The Connected Breath

Breathing is powerfully impactful for the pelvic floor. It is also a profound tool for help with Diastasis Recti .

Your pelvic floor muscles work automatically with the breath but there are ways to slow down and begin to connect. Breathing is a simple place to start connecting to your pelvic floor. I find it helpful to do when someone has difficulty with pelvic floor awareness or contraction.

You can practice connecting when lying down, in standing, or seated,  the you eventually want to move on to broader movement patterns and exercises. One key tip – think of your Kegel as “picking up a tissue.” It should be light and gentle not squeezing and gripping as if you were crumpling a tissue with your hand.

The diaphragm and pelvic floor have a unique relationship that works in unison. This connection can help to retrain timing and coordination, to balance pressure, and to learn how to match the tension to the task. Sometimes it’s about learning to contract and sometimes it about learning to let go.


Check out this tutorial on connecting your breath to pelvic floor, then keep reading for more self help tools.

Are you trying to remember to do your kegels but left wondering if it is even accomplishing anything?

You aren’t alone.

Pelvic floor issues can include tightness, weakness, pressure, heaviness, leakage, and pain. Kegels can help, so can changing up your pressure, or tension, breath pattern, or learning to down regulate.  There is no one size fits all exercise! Pelvic floor training should meet you where you’re at. 


6 Tips to stop leaking now

So now you know how to connect let’s dive deeper. Breathing regulates pressure which is important for pelvic floor symptoms. Changing the pressure may be one key place to start training for impact and load. Begin first by noticing whether you hold your breath or breathe shallow,  or notice where your pressure is located.
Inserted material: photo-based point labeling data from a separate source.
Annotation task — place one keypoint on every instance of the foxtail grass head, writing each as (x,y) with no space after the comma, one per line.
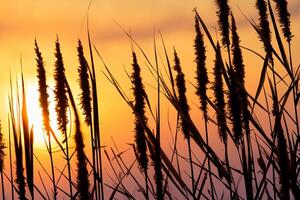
(85,96)
(201,72)
(42,88)
(60,90)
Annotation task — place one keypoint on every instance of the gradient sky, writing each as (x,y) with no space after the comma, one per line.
(21,21)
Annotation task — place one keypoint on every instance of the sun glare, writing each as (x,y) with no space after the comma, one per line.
(35,115)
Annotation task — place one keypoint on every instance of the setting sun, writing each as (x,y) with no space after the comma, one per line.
(35,115)
(150,100)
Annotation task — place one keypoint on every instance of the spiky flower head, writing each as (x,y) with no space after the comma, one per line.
(265,32)
(223,15)
(201,72)
(42,88)
(60,90)
(139,108)
(85,96)
(284,18)
(182,100)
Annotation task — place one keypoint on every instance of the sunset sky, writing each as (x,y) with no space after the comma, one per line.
(23,21)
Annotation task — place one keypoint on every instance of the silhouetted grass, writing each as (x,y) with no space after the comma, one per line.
(261,144)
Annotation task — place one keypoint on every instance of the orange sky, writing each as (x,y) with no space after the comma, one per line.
(21,21)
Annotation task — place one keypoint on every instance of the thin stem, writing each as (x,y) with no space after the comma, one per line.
(191,165)
(2,184)
(52,167)
(209,167)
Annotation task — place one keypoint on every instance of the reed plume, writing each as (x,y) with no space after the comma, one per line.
(223,15)
(85,96)
(28,142)
(182,100)
(139,107)
(60,91)
(236,75)
(44,103)
(219,96)
(42,88)
(265,32)
(284,18)
(201,72)
(61,107)
(140,119)
(83,182)
(283,160)
(237,58)
(16,126)
(242,107)
(184,110)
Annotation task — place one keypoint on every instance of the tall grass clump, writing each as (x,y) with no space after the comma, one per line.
(18,147)
(141,119)
(28,143)
(61,107)
(257,156)
(44,103)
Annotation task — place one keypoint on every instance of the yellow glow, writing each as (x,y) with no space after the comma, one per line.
(35,115)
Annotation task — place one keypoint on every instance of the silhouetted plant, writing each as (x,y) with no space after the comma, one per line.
(201,73)
(60,91)
(85,96)
(219,101)
(223,15)
(2,155)
(265,33)
(284,18)
(141,119)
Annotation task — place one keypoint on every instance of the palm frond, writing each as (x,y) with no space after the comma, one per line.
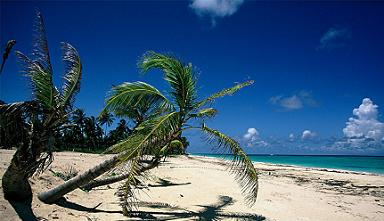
(242,166)
(227,91)
(153,133)
(41,81)
(135,95)
(16,108)
(179,76)
(73,74)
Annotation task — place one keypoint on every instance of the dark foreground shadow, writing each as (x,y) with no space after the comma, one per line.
(166,183)
(23,210)
(71,205)
(208,213)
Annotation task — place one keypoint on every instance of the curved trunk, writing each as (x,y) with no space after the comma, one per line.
(15,181)
(114,179)
(56,193)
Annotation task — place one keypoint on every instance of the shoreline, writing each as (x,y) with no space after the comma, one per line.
(200,188)
(328,169)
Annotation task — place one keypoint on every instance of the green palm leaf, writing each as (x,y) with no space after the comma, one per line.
(243,168)
(41,81)
(227,91)
(73,72)
(153,133)
(128,96)
(179,76)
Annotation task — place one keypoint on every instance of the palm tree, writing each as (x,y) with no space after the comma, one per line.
(44,115)
(106,119)
(161,132)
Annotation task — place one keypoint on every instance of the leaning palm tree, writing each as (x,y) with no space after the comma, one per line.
(43,115)
(161,132)
(106,119)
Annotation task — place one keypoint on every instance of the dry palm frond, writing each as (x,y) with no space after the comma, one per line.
(242,166)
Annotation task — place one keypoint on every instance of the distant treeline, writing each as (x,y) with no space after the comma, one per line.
(79,133)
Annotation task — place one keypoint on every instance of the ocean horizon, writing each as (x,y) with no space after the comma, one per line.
(353,163)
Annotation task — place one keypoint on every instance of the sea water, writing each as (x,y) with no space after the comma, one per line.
(370,164)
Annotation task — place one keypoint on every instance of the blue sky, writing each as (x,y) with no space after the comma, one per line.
(313,63)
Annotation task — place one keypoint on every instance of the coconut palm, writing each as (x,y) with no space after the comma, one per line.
(106,119)
(160,133)
(43,115)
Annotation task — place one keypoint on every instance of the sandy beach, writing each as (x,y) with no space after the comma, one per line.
(201,188)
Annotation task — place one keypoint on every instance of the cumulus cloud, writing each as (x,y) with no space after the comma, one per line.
(335,37)
(252,138)
(307,135)
(215,8)
(365,123)
(295,101)
(251,134)
(291,137)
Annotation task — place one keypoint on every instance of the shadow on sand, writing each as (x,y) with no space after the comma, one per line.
(24,210)
(166,183)
(208,213)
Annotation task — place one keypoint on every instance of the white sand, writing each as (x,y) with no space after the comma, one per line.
(198,188)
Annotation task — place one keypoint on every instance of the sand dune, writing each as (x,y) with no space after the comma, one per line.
(199,188)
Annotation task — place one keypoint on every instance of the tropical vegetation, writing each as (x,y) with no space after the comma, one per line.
(50,122)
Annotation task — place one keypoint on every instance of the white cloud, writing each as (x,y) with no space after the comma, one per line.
(215,8)
(291,137)
(365,124)
(251,134)
(335,37)
(294,102)
(252,138)
(307,135)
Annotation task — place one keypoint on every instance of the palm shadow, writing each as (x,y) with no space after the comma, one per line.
(166,183)
(208,213)
(23,209)
(71,205)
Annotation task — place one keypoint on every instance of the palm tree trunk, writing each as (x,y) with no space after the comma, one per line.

We can adapt this and train it differently.

Bracing the abs is another common strategy but may increase tension in the pelvic floor. Tension in the pelvic floor changes the way the muscles act on impact and could contribute to incontinence.  Remember your pelvic floor is like a trampoline, it needs to have a balance between tension and motion.

For you next workout, practice less bracing. Keep breathing and keep the body light with movement. This may help to reduce tension and change your symptoms.

One key tip-  match the tension to the task. You don’t need to create the same amount of tension for a load that is 50% of your 1RM as you do for the 1RM itself. For example, bracing to pick up a pencil may not be necessary, but bracing before deadlifting 150 pounds will be.

If you are tired of just doing keels and want better, more simple solutions, download this  free self help cheat sheet for returning to impact sports.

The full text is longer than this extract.